A bonus feature not mentioned thus far is that the Data Binding Library can be used to replace libraries like ButterKnife for grabbing references to views in your layout. Butterknife generates the findViewById() calls for you through annotation processing. If views in your layout have an id, the generated binding class will have a field for those views. During the layout inflation by the DataBindingUtil class the view hierarchy is traversed once and references to necessary view are grabbed. While this is likely to have no noticeable impact on your application, the view hierarchy will not be traversed once per view, but rather once in total for view references. Even better: your Activity or Fragment will not even have to declare variables for all these views as the ViewBinding instance will hold references to all the views.

Performance

The Data Binding Library avoids the use of reflection and generates binding classes at compile time for layouts you indicate will use data binding. Also, the view hierarchy is only traversed once to find your views.

Backwards Compatible

During the build process the binding specific elements are removed from the layout and replaced with generated tags, allowing usage all the way back to Android 2.1 (API level 7+).

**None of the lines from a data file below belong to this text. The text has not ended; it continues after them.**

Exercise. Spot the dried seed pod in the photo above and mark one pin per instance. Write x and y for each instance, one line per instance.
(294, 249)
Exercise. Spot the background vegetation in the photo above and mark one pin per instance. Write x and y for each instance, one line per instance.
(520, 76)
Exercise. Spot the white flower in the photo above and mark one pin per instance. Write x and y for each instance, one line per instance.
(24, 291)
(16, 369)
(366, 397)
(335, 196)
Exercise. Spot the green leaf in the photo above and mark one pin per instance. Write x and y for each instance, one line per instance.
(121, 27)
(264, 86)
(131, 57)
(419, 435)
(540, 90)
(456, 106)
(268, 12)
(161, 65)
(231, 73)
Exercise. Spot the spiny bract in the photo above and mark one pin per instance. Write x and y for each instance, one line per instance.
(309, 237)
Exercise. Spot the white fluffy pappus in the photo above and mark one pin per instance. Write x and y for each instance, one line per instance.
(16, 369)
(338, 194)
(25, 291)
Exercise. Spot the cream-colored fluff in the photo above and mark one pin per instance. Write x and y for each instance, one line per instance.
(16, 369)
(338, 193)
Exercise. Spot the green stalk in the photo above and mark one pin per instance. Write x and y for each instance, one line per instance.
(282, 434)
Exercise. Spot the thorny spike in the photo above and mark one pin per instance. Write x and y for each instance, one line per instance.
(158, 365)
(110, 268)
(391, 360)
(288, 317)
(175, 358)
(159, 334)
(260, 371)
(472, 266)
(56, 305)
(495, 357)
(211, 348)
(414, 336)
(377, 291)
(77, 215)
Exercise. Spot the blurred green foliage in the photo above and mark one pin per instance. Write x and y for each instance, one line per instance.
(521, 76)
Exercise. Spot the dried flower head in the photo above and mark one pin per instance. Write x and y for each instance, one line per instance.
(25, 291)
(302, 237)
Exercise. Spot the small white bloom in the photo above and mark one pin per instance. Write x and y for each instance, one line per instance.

Efficient View Referencing

Probably the most interesting feature, is the library's traversal of the view hierarchy. The library is a bit smarter about grabbing references to your views; it does not generated calls to findViewById() for you like the ButterKnife library. It traverses the entire view-hierarchy once grabbing references to views you bound values to. As an added bonus, any view that has an id will have a field in the generated binding class removing the need to call findViewById() for any view in your layout you need a reference to. The binding class can be thought of as an intelligent view holder.

Null Safety

If the bound object or fields have a null value, it fails gracefully. Trying to access the name field on a null object will just send a null value to your view. The library uses the default value of the field based on its type, in the case of a String this is null. This can clean up the large amount of null checks needed for a deeply nested object.

Observable Fields

If your object is unable to inherit from BaseObservable because it already has a parent, you can simply change your object's fields to use the ObservableField types provided by the library in the place of your primitives or Parcelables.

Binding Adapters

Binding adapters allow you to set any property of a view including custom attributes you create. For example, if you have an ImageView you can set a custom attribute of imageUrl and use your BindingAdapter method to use the value to create a network call to load the image into the ImageView.

Conclusion

The Data Binding Library introduces improved functionality to developers; the highlight I see is the removal of boilerplate code. Glue code for your data and views could be removed; at the least, the long list of view references in an activity or fragment can be removed and replaced by a single reference to a ViewDataBinding object. One thing to keep in mind when using this library, is deciding what logic should be in the layout, if any. Simple expressions like inserting text from an object make sense, but the decision of whether a view is visible or gone is probably not a good idea, however it is possible. I would likely only bind values to views in the simplest of use cases, while in others I would just use the Data Binding Library to have references to all my views without having to call findViewById() for each view. The example app for this post can be found on Github.